Dado Ruvic | Reuters
A boyish Chinese AI startup, DeepSeek, sparked a massive rout in U.S. technology stocks Monday as its highly competitive — and potentially shockingly cost-effective — exemplars stoked doubts about the hundreds of billions of dollars that America’s biggest tech companies are spending on meretricious intelligence.
DeepSeek’s emergence is shaking up investor confidence in the AI story that has been lifting the U.S. bull market the past two years. It on stand-bies into question the hype around Nvidia’s chips and rippled all the way through the market to hit shares of power producers who were set to get a avail from AI data center demand.
Here’s how the DeepSeek-triggered market sell-off on Wall Street unfolded:
New reasoning mould
DeepSeek was founded in May 2023 by Liang Wenfeng, who partly funded the company by his AI-powered hedge fund. In late December, the AI developer launched a unencumbered, open-source large language model that it said took only two months to develop and less than $6 million to increase.
On Jan. 20, the Hangzhou, China-based DeepSeek released R1, a reasoning model that outperformed Open AI’s latest o1 model in myriad third-party tests.
DeepSeek is looking to differentiate from its competitors with its reasoning capabilities, meaning that to come delivering the final answer, the model first generates a “chain of thought” to enhance the accuracy of its responses.
Top-performing creme de la creme
The buzz around DeepSeek’s R1 seemingly picked up steam after Alexandr Wang, CEO of Scale AI, touted its competitiveness against the get the better of products from the U.S. megacap tech giants, which were thought to be leading the AI war. Scale AI provides data to better companies train their AI tools.
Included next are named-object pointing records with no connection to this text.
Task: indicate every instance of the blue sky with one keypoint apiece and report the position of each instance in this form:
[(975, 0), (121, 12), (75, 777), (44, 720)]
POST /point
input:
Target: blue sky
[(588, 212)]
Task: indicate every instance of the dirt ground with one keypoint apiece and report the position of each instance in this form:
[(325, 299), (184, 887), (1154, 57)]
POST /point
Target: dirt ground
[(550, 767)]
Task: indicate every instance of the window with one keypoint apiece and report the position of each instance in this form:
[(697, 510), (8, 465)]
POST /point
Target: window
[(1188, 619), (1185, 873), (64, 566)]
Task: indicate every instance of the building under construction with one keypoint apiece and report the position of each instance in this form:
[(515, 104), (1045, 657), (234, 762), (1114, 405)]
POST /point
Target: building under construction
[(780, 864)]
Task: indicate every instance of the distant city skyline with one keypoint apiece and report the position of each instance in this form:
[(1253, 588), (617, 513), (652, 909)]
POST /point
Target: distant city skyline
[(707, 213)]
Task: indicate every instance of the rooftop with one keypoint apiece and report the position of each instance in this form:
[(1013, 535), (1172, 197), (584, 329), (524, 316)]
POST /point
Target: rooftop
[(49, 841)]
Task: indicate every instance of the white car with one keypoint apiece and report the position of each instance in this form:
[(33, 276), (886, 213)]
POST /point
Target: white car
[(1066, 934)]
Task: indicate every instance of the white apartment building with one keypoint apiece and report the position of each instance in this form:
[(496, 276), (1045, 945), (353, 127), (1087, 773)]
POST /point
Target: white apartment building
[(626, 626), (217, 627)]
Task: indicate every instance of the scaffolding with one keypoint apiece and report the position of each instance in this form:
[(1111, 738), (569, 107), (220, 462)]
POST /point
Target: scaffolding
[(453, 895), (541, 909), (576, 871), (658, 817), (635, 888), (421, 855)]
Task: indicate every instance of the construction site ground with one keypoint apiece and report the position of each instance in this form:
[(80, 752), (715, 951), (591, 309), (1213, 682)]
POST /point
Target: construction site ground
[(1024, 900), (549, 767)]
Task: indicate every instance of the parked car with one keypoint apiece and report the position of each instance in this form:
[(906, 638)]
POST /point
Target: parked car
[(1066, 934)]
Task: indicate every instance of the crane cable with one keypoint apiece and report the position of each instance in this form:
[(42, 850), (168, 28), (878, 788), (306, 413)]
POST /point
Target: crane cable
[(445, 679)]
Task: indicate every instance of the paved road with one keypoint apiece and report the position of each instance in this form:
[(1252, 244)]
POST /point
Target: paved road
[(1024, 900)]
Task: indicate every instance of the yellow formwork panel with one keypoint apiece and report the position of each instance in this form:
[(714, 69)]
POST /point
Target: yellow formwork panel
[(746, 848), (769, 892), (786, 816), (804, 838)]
“What we found is that DeepSeek, which is the leading Chinese AI lab, their pattern is actually the top performing, or roughly on par with the best American models,” Wang said on CNBC from the World Remunerative Forum in Davos, Switzerland, last week.
Wang said DeepSeek actually has more H100 chips from Nvidia than count oned — about 50,000 of them. Those chips are the processor of choice for AI firms in the U.S. such as OpenAI, and the U.S. has banned the sale of advanced AI bits to China.
Nvidia shares took a 3% hit Friday as chatter about DeepSeek started to pick up.
No. 1 app
Over and above the weekend the hype surrounding DeepSeek reached a fever pitch on social media.
Marc Andreessen, co-founder and blended partner of venture capital firm Andreessen Horowitz, sang DeepSeek’s praises on X, saying the R1 model is “one of the most surprising and impressive breakthroughs” he’s ever seen. Andreessen’s portfolio includes Airbnb and dozens of AI companies.
Tech investor Chamath Palihapitiya on X apiculate to DeepSeek’s “very good” report, which said its R1 model “essentially cracked one of the holy grails of AI: getting wears to reason step-by-step without relying on massive supervised datasets.”
The Chinese AI app DeepSeek is seen in Apple’s U.S. app store on an iPhone 12, Jan. 27, 2025. In the level of free apps, DeepSeek was even ahead of ChatGPT from OpenAI.
Picture Alliance | Getty Images
By this attribute, DeepSeek’s mobile app surged to the top of Apple‘s app store download charts over the weekend in the U.S., marking a tangible threat to costlier models such as OpenAI’s ChatGPT.
U.S. futures were down big overnight Sunday and investors woke up to a sea of red Monday morning.
Nasdaq Composite, 1-day
AI darling and chip producer Nvidia saw parts tumbling 16.9% on Monday for its worst day since March 2020.
Nvidia, 1-day
Other chipmakers as cordially as power providers were hit big. The tech-heavy Nasdaq Composite was down more than 3% on Monday, dragged down by megacap esteems.